# UCI approves 2016 Giant TCR frame



## Stoneman (Mar 1, 2009)

It was approved 3/24/2015. We should definitely see it at the Tour de France under the skinny, climber boys in the Alps and Pyrennes on the Giant team. http://www.uci.ch/mm/Document/News/...tofApprovedModelsofFramesandForks_English.pdf


----------



## r1lee (Jul 22, 2012)

Stoneman said:


> It was approved 3/24/2015. We should definitely see it at the Tour de France under the skinny, climber boys in the Alps and Pyrennes on the Giant team. http://www.uci.ch/mm/Document/News/...tofApprovedModelsofFramesandForks_English.pdf



Supposedly its under 13lbs and that bike will retail under $9k, so not sure which model that will be.
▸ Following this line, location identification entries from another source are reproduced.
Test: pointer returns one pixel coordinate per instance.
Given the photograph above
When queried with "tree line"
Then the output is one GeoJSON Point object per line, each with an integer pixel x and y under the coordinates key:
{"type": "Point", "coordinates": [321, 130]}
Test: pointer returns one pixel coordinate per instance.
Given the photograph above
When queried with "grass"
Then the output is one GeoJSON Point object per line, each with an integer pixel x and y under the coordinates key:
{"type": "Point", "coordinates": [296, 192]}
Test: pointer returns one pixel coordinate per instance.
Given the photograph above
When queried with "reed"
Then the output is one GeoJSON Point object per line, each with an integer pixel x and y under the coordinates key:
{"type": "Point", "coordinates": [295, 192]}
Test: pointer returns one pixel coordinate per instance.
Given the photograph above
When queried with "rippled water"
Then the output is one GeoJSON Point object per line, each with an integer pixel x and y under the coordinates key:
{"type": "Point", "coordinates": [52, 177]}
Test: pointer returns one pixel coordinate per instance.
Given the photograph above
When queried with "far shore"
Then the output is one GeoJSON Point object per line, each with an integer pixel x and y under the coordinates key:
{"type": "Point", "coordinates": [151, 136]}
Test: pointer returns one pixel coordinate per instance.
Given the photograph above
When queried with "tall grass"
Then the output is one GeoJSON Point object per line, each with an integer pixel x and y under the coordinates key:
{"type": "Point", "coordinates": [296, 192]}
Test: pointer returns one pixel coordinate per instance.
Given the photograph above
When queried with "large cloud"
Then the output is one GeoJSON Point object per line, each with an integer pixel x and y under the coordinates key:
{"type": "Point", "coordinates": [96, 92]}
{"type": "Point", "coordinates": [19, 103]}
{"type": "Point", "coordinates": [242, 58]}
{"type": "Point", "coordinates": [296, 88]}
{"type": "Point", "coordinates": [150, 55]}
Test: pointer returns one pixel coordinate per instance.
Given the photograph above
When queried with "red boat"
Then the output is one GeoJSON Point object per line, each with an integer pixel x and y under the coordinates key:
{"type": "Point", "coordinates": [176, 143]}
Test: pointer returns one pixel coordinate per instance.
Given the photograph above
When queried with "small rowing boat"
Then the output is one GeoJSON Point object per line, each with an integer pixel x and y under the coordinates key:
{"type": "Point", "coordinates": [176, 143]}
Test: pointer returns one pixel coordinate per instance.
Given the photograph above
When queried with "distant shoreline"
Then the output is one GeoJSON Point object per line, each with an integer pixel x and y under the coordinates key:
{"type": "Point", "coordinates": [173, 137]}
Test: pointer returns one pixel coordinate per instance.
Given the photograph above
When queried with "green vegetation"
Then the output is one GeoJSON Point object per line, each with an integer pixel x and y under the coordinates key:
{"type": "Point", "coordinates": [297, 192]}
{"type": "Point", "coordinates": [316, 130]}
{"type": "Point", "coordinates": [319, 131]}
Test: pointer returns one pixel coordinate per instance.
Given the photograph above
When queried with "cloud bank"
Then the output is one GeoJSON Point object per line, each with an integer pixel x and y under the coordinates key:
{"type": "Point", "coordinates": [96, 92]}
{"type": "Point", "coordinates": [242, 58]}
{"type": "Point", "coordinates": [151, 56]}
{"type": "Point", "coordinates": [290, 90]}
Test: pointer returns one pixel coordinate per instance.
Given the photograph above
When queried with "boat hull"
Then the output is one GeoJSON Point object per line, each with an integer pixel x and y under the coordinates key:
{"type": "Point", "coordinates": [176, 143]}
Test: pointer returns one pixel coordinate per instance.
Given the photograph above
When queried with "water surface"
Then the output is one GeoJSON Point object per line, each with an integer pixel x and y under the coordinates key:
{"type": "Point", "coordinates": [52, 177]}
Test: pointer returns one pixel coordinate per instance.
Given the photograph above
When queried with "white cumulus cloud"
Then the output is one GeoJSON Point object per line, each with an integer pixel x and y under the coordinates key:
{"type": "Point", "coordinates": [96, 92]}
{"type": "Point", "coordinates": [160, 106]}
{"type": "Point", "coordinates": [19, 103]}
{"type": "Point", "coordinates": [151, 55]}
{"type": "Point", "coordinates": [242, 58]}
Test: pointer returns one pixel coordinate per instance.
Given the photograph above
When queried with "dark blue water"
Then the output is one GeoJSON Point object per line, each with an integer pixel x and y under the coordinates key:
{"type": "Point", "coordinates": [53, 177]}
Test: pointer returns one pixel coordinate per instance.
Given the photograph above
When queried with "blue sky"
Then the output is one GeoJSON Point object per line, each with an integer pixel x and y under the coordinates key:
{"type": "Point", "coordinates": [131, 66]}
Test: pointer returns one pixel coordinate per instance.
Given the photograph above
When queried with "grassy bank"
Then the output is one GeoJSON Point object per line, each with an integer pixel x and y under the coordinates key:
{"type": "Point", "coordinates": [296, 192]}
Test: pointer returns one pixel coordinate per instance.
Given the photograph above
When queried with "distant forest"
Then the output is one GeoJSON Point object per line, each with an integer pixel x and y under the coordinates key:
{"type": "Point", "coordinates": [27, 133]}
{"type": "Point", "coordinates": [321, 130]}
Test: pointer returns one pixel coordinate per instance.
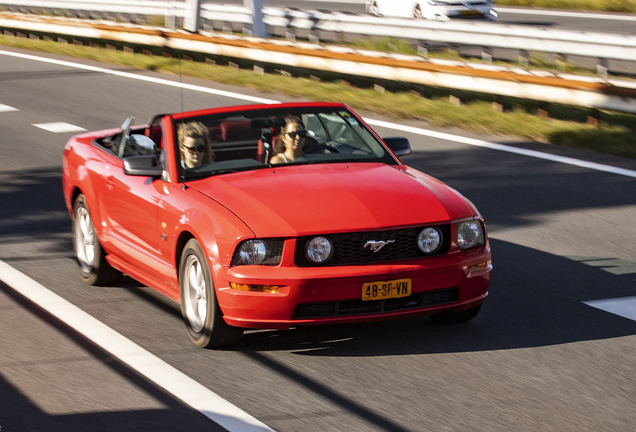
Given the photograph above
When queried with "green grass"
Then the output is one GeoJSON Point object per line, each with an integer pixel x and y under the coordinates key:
{"type": "Point", "coordinates": [567, 125]}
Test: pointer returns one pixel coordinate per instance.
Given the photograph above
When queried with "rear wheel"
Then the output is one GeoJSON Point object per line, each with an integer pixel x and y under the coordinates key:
{"type": "Point", "coordinates": [94, 268]}
{"type": "Point", "coordinates": [448, 317]}
{"type": "Point", "coordinates": [201, 313]}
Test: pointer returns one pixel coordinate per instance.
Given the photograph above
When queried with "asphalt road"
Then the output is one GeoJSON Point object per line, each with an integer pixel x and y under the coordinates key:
{"type": "Point", "coordinates": [536, 358]}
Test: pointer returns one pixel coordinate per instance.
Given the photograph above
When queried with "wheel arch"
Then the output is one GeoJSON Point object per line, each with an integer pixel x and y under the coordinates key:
{"type": "Point", "coordinates": [184, 237]}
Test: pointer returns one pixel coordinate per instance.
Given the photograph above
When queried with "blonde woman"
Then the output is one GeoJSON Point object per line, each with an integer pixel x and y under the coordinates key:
{"type": "Point", "coordinates": [194, 145]}
{"type": "Point", "coordinates": [291, 141]}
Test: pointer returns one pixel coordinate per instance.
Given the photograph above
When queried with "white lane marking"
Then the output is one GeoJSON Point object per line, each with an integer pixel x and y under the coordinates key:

Probably spec with Giant wheels and giant components, which aren't the lightest.


----------



## ibericb (Oct 28, 2014)

r1lee said:


> Supposedly its under 13lbs and that bike will retail under $9k, so not sure which model that will be. Probably spec with Giant wheels and giant components, which aren't the lightest.


Until UCI changes their 6.8 kg weight limit, "under 13 lbs" won't matter in UCI races. The real question here is the frame/fork weight.


----------



## r1lee (Jul 22, 2012)

ibericb said:


> Until UCI changes their 6.8 kg weight limit, "under 13 lbs" won't matter in UCI races. The real question here is the frame/fork weight.


I totally agree.


----------